Moral of the story: Avoid befriending instagram influencers – their lives are not all that they are cracked up to be. They’re just flexing, while you are just living. They’re just trying to impress, while you are trying to progress. See what I did there?
The final factor is what type of affection you received when you were a child: conditional or unconditional. Did your parents give you love and praise only when you got good grades or your soccer team won the championship? If so, like a hamster, you’ll probably spend all or part of your life chasing praise and achievement. While that may lead you to do great things, it can also lead you to a lifelong feeling of emptiness. On the other hand, if your parents gave you love no matter your level of achievement, you’re likely to feel good about yourself no matter how things are going. That makes you much more resilient to failure; you won’t feel that a setback like losing a job defines your self worth.

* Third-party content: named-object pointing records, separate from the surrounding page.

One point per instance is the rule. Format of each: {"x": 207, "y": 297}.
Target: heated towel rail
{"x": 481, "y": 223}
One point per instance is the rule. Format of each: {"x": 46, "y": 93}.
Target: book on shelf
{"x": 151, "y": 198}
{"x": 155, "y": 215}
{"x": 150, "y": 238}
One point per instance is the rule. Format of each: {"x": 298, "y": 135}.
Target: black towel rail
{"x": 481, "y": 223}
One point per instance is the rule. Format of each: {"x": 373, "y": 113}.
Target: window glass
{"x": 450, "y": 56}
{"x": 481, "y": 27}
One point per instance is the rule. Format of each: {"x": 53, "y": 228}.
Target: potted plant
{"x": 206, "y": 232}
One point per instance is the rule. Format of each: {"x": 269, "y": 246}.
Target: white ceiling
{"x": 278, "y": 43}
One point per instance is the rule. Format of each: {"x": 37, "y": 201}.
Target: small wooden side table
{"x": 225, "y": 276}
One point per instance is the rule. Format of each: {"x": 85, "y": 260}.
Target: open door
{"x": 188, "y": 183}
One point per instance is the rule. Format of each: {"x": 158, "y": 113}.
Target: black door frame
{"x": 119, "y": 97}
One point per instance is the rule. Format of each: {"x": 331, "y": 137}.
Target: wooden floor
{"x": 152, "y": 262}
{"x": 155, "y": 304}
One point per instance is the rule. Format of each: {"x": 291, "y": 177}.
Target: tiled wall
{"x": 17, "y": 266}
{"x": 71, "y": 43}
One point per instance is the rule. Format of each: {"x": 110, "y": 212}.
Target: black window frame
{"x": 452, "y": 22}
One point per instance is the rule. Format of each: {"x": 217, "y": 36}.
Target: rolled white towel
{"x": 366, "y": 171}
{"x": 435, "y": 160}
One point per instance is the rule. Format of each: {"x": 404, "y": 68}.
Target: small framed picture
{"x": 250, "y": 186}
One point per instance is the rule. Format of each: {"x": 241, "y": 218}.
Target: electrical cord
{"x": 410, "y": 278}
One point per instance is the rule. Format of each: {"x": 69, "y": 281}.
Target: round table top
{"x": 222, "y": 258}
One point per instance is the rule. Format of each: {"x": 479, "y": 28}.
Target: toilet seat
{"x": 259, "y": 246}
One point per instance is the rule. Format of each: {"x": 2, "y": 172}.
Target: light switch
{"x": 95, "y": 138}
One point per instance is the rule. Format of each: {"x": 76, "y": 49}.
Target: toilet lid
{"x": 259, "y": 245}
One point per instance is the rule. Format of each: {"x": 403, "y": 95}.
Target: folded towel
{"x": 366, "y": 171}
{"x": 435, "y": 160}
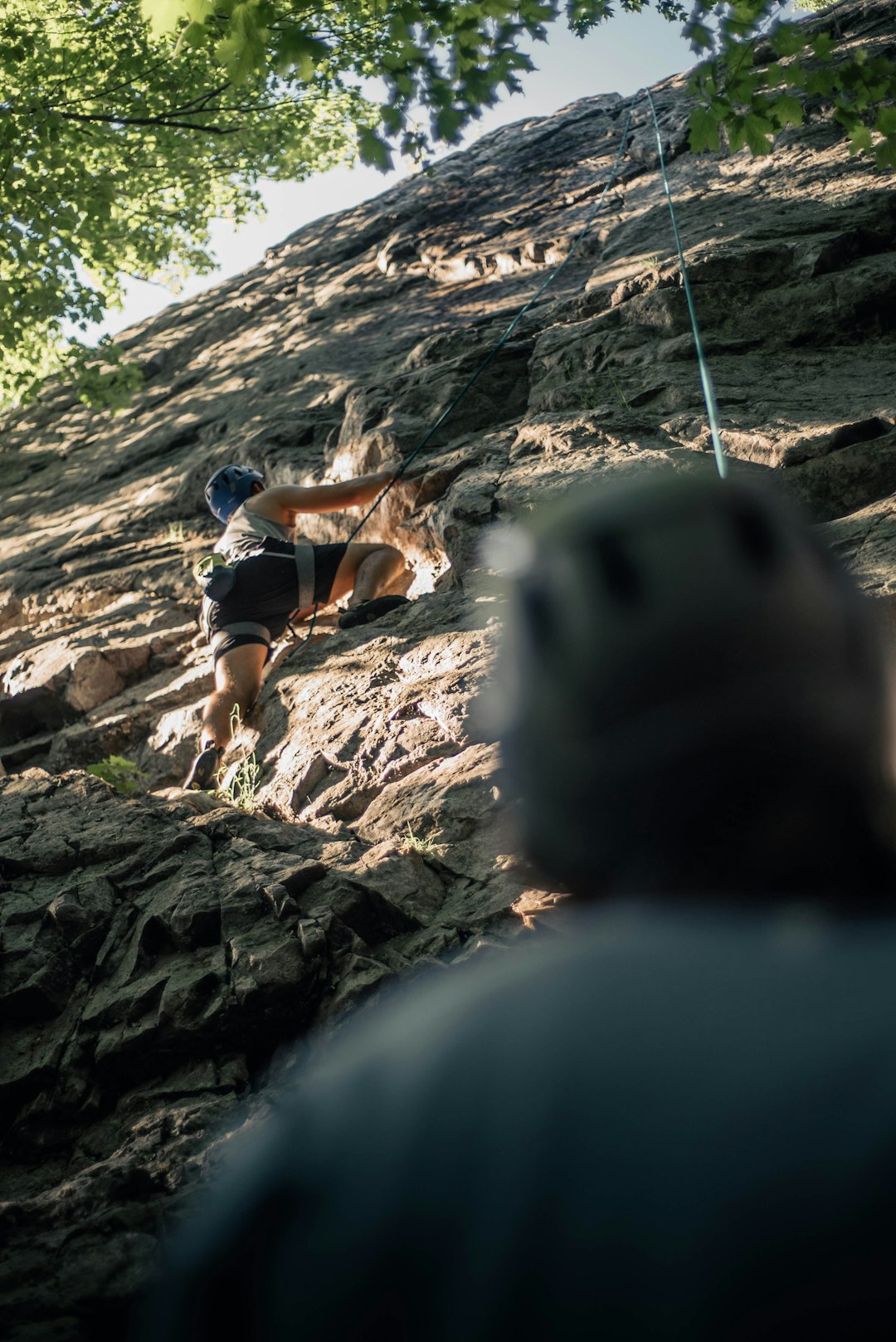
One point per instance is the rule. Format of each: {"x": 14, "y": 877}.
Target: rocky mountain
{"x": 163, "y": 952}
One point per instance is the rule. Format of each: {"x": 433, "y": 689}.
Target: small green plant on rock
{"x": 243, "y": 785}
{"x": 121, "y": 774}
{"x": 424, "y": 848}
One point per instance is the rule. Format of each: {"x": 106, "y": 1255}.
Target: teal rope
{"x": 507, "y": 333}
{"x": 706, "y": 376}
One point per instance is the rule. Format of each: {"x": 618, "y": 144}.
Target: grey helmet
{"x": 680, "y": 655}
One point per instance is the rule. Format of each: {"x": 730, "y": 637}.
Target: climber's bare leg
{"x": 367, "y": 571}
{"x": 371, "y": 571}
{"x": 237, "y": 682}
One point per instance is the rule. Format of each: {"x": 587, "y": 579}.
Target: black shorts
{"x": 265, "y": 593}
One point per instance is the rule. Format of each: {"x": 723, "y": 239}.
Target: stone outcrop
{"x": 163, "y": 953}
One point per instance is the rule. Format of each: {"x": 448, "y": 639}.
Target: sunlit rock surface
{"x": 161, "y": 954}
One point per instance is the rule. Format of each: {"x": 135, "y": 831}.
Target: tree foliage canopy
{"x": 128, "y": 125}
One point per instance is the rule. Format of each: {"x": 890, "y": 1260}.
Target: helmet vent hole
{"x": 621, "y": 578}
{"x": 756, "y": 537}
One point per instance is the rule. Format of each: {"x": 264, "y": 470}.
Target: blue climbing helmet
{"x": 230, "y": 487}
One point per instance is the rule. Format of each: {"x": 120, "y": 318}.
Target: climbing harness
{"x": 706, "y": 378}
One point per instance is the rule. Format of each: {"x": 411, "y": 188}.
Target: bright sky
{"x": 620, "y": 56}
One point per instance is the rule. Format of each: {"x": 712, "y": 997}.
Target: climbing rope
{"x": 706, "y": 378}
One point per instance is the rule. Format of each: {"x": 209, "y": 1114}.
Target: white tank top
{"x": 246, "y": 529}
{"x": 243, "y": 533}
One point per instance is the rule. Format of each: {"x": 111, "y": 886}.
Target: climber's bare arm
{"x": 285, "y": 502}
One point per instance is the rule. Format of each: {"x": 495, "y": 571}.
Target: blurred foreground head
{"x": 693, "y": 698}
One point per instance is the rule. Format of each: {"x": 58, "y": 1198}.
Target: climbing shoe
{"x": 368, "y": 611}
{"x": 204, "y": 768}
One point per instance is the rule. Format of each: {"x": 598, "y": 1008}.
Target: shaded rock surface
{"x": 161, "y": 953}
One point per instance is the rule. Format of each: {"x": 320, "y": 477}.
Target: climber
{"x": 672, "y": 1114}
{"x": 263, "y": 576}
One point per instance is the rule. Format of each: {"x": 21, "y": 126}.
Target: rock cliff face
{"x": 160, "y": 953}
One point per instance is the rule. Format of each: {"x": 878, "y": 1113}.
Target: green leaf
{"x": 787, "y": 110}
{"x": 373, "y": 149}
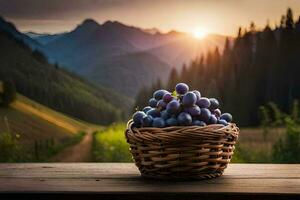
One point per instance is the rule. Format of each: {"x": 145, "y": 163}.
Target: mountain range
{"x": 55, "y": 87}
{"x": 121, "y": 57}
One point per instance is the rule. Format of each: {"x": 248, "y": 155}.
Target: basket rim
{"x": 175, "y": 134}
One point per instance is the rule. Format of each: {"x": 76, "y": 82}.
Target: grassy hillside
{"x": 32, "y": 132}
{"x": 56, "y": 88}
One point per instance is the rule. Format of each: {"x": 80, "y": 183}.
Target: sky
{"x": 213, "y": 16}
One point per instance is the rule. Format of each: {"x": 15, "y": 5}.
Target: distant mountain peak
{"x": 89, "y": 22}
{"x": 87, "y": 25}
{"x": 112, "y": 23}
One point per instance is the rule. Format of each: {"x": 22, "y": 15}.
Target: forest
{"x": 53, "y": 86}
{"x": 258, "y": 67}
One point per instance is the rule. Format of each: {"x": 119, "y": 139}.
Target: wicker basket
{"x": 182, "y": 152}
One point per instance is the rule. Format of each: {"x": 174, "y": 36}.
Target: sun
{"x": 199, "y": 33}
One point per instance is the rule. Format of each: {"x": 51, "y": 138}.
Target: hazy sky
{"x": 216, "y": 16}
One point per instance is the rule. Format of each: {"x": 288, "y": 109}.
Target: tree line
{"x": 258, "y": 67}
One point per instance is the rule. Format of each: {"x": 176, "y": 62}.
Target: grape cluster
{"x": 180, "y": 108}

If anything, it empowers you to remind yourself that a setback is just the groundwork for the comeback.
You’ll never realize a fulfilled existence by focusing on external factors like wealth and achievements. The only path to sustainable fulfillment is to understand your internal, emotional self.
Once you discover what’s important to you, spend the rest of your days pursuing that mission, sharing your creations with others and getting closer to manifesting your best self.
That is the journey of a fulfilled life. So go out there and live your best life like Lil’ Duval.